The published stratigraphic sections at Madjedbebe (102, ED Figs. 1, 2 and 8) are entirely consistent with disturbance from creep, termites, lateral eluviation and rain splash erosion. In loose sandy soils, such disturbance will lead to consolidation of the sand column and concentration of the stone artifacts. However, once former termite galleries become closed as a result of creep, there will be few visible traces of this type of disturbance after the lapse of even a few years. Even so, current termite activity is visible in the immediate vicinity of Madjedbebe and noted within the site.
SI.2.3 Artifacts
During the 2012 and 2015 seasons Madjedbebe was excavated to a maximum depth of 3.4 m without encountering bedrock (102). The lowest sands (Phase 1) are identified as sterile, with human occupation said to begin in Phase 2, defined both by a thick artifact layer and also using an age phase model for the OSL dates. The latter provided a depth zone 215-260 mm below surface at the front of the site and 190-230 mm nearer the shelter wall*. Phase 2 is dated between the modelled mean start and end ages of 65.0 ± (3.7, 5.7) and 52.7 ± (2.4, 4.3) ka. While this possible range is large, the authors argue for “around 65 ka” or “conservatively 59.3 ka” for human arrival; 65 ka has been taken up as the promoted age within and beyond the scientific community (e.g. 122-124).

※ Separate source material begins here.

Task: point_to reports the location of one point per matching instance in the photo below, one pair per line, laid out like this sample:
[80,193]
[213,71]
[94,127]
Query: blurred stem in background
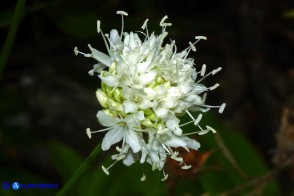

As far as can be determined from the published data, the two measures used for the beginning of human occupation, the age-phase zone and the lowest thick artifact unit, are not the same thing. Indeed, the latter appears on available evidence to be contained within the former (Fig. S3). While we recognize that conflating three-dimensional data on two-dimensional diagrams can lead to ambiguities, currently the available data impede any clear understanding of site formation processes.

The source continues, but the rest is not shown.